FIG. 2(a) shows a perspective view of a pipette head holder without any pipette head attached. Micro switches A and B are provided at a position above where the body of the pipette head will be located. FIG. 2(b) shows a perspective view of a pipette head of volume range 1 (“type 1”) with tab C positioned to cooperate with the micro switches A and B once the pipette head is in place in the pipette head holder. Tab C is designated C1 to signify that this is the tab that identifies the pipette head as type 1.

The pipette head of the instrument is interchangeable. Pipette heads designed for different volume ranges can be attached to the pipette head holder of the instrument in order to enable the instrument to recognise the kind of pipette head that is attached to it. The pipette heads are supplied with steel tabs C of different shapes. As shown in FIG. 2, the tab of a pipette head with the volume range 1 will depress two micro switches (A and B) which are connected to the main circuit board of the instrument. The tabs of pipettes with volume ranges 2 or 3 are somewhat smaller. These tabs will depress only micro switch A or B respectively. Registering which, if any, of the switches A and B are depressed, the instrument can recognise the type of pipette head which is attached. If none of the micro switches are depressed, the instrument will register the absence of a pipette head.

This is illustrated further in FIG. 3, which shows in perspective view the three possible pipette head types each in place in a pipette head holder.

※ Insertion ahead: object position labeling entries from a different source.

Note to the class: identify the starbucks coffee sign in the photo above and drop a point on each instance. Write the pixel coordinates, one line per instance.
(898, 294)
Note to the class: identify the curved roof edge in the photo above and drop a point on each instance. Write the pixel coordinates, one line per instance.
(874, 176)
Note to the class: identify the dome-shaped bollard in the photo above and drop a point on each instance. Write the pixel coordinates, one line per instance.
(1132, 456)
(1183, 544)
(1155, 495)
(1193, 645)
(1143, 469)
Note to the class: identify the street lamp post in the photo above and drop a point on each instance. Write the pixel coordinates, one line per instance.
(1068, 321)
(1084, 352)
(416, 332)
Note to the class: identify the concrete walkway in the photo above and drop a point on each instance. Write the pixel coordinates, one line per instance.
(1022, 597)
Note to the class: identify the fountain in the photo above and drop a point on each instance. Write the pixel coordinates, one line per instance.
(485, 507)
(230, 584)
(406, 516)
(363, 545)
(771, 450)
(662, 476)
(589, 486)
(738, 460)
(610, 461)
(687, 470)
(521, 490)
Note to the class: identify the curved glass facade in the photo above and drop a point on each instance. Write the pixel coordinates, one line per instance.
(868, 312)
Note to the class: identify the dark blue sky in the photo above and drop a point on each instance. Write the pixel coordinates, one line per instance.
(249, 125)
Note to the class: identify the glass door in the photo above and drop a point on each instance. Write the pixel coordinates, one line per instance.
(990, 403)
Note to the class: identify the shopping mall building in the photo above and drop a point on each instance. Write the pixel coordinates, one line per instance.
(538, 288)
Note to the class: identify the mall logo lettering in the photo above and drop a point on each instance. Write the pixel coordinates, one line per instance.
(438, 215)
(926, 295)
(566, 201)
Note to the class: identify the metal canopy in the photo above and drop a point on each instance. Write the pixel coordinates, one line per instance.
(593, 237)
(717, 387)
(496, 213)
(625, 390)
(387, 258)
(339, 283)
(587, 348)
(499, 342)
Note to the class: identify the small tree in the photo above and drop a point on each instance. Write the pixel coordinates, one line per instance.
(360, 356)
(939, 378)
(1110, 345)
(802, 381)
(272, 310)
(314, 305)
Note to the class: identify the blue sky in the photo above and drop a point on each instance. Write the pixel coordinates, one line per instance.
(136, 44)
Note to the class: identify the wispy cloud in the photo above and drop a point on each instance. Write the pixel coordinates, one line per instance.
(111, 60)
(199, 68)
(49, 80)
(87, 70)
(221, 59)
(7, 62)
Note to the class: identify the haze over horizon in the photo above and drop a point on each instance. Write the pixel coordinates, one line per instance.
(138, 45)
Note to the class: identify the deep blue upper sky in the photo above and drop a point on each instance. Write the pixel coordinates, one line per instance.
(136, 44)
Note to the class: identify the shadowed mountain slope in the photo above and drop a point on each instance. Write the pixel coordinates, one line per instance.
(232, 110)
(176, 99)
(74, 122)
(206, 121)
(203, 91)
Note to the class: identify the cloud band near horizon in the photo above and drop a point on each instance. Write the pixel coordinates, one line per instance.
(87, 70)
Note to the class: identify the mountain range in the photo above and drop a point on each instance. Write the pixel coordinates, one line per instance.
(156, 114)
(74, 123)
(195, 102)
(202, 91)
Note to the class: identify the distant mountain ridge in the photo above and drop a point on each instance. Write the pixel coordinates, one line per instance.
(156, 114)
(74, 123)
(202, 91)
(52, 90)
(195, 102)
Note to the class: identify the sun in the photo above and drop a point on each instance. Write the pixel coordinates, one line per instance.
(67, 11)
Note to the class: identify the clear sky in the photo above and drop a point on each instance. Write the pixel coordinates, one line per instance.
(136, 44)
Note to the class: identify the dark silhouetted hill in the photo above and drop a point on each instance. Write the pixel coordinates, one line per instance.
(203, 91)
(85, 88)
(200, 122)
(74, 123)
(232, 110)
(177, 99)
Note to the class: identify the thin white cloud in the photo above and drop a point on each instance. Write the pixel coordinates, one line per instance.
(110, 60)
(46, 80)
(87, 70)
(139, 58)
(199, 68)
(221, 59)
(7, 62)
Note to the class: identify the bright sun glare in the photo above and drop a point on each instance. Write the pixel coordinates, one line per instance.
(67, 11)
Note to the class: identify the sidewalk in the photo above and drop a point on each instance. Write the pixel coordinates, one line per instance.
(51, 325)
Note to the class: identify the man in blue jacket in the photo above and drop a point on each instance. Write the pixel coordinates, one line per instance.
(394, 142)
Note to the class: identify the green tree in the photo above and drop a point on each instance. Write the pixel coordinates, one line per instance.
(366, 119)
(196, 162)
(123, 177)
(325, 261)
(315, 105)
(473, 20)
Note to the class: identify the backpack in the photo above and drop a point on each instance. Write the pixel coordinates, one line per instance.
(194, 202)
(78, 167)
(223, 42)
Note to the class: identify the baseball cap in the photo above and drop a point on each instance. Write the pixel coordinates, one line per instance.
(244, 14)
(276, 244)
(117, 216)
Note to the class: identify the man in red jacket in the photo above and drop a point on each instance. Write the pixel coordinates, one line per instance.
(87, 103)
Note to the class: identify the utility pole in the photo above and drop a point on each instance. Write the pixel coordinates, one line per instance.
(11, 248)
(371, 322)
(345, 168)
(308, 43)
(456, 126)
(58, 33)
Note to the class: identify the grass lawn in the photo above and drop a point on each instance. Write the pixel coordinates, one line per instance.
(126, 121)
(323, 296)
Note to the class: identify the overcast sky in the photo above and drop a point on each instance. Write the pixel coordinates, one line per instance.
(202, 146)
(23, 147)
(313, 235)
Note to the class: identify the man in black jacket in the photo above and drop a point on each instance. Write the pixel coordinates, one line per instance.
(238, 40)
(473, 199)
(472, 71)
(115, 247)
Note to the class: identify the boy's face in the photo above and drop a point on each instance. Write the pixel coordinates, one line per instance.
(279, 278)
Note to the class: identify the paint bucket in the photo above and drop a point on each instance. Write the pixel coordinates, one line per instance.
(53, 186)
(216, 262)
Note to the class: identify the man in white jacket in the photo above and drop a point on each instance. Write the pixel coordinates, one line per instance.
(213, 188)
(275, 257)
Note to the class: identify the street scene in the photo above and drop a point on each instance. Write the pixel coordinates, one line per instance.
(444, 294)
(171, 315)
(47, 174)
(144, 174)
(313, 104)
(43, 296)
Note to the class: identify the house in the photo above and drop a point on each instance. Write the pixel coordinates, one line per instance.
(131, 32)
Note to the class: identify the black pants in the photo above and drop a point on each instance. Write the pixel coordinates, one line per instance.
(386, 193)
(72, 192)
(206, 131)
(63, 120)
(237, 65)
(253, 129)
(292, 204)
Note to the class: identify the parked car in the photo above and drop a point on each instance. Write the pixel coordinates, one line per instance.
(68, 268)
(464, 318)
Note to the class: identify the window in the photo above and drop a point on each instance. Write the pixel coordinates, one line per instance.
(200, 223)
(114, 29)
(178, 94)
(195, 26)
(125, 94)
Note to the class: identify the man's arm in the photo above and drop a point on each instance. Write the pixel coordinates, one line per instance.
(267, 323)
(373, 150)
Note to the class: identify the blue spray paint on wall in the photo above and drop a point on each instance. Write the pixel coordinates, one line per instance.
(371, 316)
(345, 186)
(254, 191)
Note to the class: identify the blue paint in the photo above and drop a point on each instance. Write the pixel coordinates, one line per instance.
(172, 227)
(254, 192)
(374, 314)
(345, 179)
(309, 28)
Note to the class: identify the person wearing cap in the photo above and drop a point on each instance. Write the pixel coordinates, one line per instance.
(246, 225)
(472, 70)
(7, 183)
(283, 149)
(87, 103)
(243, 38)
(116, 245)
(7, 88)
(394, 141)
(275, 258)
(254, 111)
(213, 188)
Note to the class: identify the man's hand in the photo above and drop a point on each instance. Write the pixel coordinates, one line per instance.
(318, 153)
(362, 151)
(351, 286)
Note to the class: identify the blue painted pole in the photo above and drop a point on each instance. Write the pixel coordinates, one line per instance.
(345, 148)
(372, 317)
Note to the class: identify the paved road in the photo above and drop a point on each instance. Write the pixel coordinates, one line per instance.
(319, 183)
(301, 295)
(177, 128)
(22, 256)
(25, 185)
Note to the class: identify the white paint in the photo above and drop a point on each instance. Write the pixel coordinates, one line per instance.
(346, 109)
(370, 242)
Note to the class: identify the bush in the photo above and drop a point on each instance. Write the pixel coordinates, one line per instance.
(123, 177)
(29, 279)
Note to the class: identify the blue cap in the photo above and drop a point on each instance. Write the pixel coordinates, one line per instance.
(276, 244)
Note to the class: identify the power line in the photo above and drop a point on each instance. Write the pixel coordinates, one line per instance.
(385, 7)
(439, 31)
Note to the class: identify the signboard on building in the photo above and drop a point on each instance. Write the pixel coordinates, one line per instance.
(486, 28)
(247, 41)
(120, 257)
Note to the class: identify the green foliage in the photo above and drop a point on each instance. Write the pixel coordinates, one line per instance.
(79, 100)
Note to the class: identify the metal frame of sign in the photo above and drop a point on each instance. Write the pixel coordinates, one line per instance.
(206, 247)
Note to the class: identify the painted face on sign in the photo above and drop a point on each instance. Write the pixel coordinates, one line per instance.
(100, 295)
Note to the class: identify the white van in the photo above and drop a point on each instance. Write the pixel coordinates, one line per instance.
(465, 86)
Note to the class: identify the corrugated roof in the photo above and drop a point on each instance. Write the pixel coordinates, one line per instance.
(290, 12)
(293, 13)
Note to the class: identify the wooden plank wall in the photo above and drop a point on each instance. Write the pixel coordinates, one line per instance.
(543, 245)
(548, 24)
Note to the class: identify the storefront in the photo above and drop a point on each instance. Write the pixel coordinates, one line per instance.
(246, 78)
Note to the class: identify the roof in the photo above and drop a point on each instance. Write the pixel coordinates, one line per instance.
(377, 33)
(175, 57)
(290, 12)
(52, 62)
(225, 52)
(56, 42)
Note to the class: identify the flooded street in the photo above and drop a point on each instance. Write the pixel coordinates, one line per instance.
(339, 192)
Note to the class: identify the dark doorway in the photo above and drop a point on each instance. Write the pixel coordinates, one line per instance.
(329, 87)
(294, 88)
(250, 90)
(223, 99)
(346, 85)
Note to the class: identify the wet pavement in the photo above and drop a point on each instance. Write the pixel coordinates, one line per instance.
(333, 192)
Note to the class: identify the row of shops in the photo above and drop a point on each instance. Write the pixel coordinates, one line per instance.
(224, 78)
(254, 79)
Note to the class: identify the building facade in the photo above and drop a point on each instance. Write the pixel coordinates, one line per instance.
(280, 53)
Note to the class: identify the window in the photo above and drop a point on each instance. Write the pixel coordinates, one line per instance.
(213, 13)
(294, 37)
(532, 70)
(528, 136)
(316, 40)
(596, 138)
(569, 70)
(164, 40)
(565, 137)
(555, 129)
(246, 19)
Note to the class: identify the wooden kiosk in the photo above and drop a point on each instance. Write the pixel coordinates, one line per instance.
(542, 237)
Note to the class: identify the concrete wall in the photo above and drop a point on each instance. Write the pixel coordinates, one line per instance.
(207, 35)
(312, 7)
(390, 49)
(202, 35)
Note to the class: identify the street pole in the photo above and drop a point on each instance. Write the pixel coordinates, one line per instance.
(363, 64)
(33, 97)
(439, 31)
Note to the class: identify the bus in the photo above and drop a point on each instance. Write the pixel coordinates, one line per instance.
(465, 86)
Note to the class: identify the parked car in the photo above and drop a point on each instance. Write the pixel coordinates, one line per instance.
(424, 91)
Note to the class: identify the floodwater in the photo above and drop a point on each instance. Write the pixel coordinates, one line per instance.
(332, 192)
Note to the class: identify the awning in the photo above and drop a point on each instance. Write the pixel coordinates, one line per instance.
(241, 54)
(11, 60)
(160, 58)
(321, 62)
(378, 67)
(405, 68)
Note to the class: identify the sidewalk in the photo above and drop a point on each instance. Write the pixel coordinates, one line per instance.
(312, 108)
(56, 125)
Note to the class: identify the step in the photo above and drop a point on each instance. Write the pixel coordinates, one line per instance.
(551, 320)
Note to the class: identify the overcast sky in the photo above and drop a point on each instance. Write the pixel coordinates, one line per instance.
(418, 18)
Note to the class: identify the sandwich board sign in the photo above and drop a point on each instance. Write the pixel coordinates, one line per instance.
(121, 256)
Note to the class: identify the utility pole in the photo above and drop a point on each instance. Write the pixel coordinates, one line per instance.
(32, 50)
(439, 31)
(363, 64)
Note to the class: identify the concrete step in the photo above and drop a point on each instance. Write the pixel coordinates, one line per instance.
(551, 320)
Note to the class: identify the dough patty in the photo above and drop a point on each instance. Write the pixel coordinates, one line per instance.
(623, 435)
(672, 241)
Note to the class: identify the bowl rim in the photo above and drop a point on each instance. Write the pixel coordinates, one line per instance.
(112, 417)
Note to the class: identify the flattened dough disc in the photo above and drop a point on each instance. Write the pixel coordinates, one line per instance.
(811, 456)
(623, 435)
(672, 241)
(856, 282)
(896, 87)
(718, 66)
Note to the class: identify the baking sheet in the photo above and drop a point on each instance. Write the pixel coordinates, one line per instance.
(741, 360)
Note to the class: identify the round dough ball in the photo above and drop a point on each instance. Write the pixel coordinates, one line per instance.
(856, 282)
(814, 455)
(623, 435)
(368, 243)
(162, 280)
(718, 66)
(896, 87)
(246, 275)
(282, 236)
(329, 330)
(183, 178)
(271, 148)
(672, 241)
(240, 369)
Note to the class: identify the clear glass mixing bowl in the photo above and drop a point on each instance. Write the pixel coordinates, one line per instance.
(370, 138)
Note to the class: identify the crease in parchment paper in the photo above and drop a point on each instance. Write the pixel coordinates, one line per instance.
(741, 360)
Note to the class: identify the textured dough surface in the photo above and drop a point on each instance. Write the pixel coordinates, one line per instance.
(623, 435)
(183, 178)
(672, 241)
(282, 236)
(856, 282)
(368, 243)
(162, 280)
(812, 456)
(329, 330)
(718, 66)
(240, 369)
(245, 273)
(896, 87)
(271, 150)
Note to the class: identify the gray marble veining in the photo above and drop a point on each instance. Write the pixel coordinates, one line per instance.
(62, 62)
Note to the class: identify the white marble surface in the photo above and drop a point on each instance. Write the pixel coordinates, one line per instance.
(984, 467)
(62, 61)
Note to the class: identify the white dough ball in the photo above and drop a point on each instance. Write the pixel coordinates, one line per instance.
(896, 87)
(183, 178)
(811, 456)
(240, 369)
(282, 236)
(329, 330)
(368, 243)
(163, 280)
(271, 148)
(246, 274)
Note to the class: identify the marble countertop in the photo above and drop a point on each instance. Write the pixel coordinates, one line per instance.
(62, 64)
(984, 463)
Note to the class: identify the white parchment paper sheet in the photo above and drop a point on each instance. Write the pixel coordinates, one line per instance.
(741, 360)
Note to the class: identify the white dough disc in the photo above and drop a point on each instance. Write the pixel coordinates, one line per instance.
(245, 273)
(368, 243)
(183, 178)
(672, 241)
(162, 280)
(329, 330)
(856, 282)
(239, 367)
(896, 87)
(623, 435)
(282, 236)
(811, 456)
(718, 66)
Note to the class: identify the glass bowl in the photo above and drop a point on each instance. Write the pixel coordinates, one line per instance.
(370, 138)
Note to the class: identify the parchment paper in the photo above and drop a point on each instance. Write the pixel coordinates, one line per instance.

According to the left hand Figure the tab of pipette type I (C1) depresses both micro switch A and B. In the middle Figure, the tab of pipette type 2 depresses only micro switch A. In the right hand Figure, the tab of pipette type 3 depresses only micro switch B.

Claims

1. A pipette head assembly for use in an automated liquid handling device, which assembly comprises a pipette head holder for mounting in the device and a pipette head for locating in the holder, which comprises one or more pipette barrels and associated plungers, wherein the pipette head further comprises a shaped member, the configuration of which uniquely identifies the pipette head, and the holder includes an array of sensors positioned to cooperate with the shaped member when the pipette head is located in the holder so as to detect the configuration of the shaped member for identification of the pipette head by the device.

2. A pipette head assembly according to claim 1, wherein the shaped member of the pipette head comprises one or more projections therefrom.

3. A pipette head assembly according to claim 1, wherein each sensor comprises a switch.

4. A pipette head assembly according to claim 3, wherein the switch is a micro switch.

5. A pipette head assembly according to claim 1, wherein each sensor is operated by contact with the shaped member.

6. A pipette head assembly according to claim 1, wherein the array of sensors is a row of sensors.

7. A pipette head assembly according to claim 1, wherein the array of sensors comprises no more than 5 sensors.

8. A pipette head for use in a pipette assembly according to claim 1, which comprises one or more pipette barrels and associated plungers and further comprises a shaped member, the configuration of which uniquely identifies the pipette head.

9. An automated liquid handling device which comprises a pipette head assembly according to claim 1.